Forecasts of seasonal streamflow in West-Central Florida using multiple climate predictors

•Climatic indices relevant to West-Central Florida.•Bayes probability theorem leads to creation of probability of exceedance plots.•Exceedance probability plots for informed decisions by water resource managers.•SVD analysis' moving averages improves forecasts compared to static climatic indices.•Multi-model approach involving weighting schemes incorporates predictors' relevance.

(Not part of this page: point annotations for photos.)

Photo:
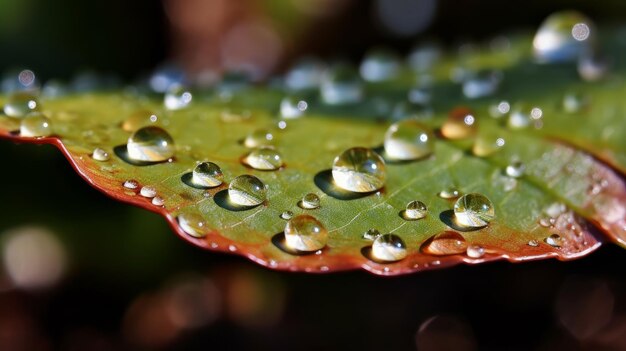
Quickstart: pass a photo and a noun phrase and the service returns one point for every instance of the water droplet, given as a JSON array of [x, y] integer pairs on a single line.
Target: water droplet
[[515, 169], [293, 107], [258, 138], [100, 155], [150, 144], [475, 251], [563, 36], [247, 190], [265, 159], [415, 210], [193, 224], [371, 234], [147, 191], [21, 103], [408, 140], [177, 98], [359, 170], [310, 201], [473, 210], [35, 124], [207, 175], [448, 193], [341, 85], [138, 119], [446, 243], [379, 65], [460, 124], [287, 215], [554, 240], [388, 248], [305, 233]]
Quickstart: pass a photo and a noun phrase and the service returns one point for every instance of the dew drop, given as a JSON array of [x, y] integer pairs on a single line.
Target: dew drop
[[258, 138], [35, 124], [408, 140], [473, 210], [150, 144], [460, 124], [388, 248], [359, 170], [100, 155], [305, 233], [177, 98], [415, 210], [446, 243], [207, 175], [310, 201], [264, 159], [247, 190], [193, 224], [21, 103]]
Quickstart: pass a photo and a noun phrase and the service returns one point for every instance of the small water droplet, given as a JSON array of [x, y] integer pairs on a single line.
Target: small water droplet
[[516, 169], [21, 103], [341, 85], [473, 210], [310, 201], [247, 190], [35, 124], [449, 193], [371, 234], [193, 224], [207, 175], [100, 155], [408, 140], [150, 144], [460, 124], [305, 233], [415, 210], [388, 248], [475, 251], [287, 215], [265, 159], [446, 243], [177, 98], [554, 240], [359, 170], [258, 138], [147, 191]]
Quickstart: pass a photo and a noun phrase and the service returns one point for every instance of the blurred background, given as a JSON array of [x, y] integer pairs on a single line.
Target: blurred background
[[82, 272]]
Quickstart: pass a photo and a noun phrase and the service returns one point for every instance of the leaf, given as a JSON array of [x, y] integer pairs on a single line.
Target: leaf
[[573, 188]]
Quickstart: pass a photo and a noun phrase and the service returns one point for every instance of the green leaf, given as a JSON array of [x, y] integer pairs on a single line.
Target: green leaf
[[572, 188]]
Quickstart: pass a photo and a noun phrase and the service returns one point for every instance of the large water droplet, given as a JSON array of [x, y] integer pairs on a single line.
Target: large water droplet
[[359, 170], [150, 144], [460, 124], [379, 65], [341, 85], [310, 201], [207, 175], [388, 248], [408, 140], [305, 233], [21, 103], [193, 224], [415, 210], [473, 210], [35, 124], [247, 190], [265, 159], [446, 243], [563, 36]]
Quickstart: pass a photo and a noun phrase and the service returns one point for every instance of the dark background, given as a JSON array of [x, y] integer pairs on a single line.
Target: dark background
[[121, 288]]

SummaryLarge-scale climate can provide predictive information for streamflow forecasts in many parts of the world. However, the optimal selection of predictors can be problematic when focusing on a localized region. This work evaluated multiple gridded climate datasets in order to determine optimal predictors of seasonal streamflow in West-Central Florida. Using persistence in streamflow, existing indices of climate, and sea surface temperature (SST) expansion coefficient time-series from singular value decomposition (SVD) analysis, this work developed probability of exceedance streamflow forecasts for multiple stations, seasons, and lead-times. Forecasts were found to be generally skillful between the September-November and April-June seasons with this range narrowing as lead time increased and skill was mainly related to the impact of the El Niño-Southern Oscillation (ENSO) on the region. Using multiple indices of ENSO that were determined by correlation and composite analyses to track its evolution from the west Pacific at long lead-times to the east Pacific at short lead-times was not found to appreciably improve forecasts over using the Niño 3.4 index alone. Using SST expansion coefficient time-series from SVD analysis was found to capture the evolution of ENSO from west to east and to provide skillful forecasts of streamflow at earlier leads (up to 7 months in advance) compared to that found by pre-defined indices, indicating the importance of predictor selection in achieving optimal forecast skill.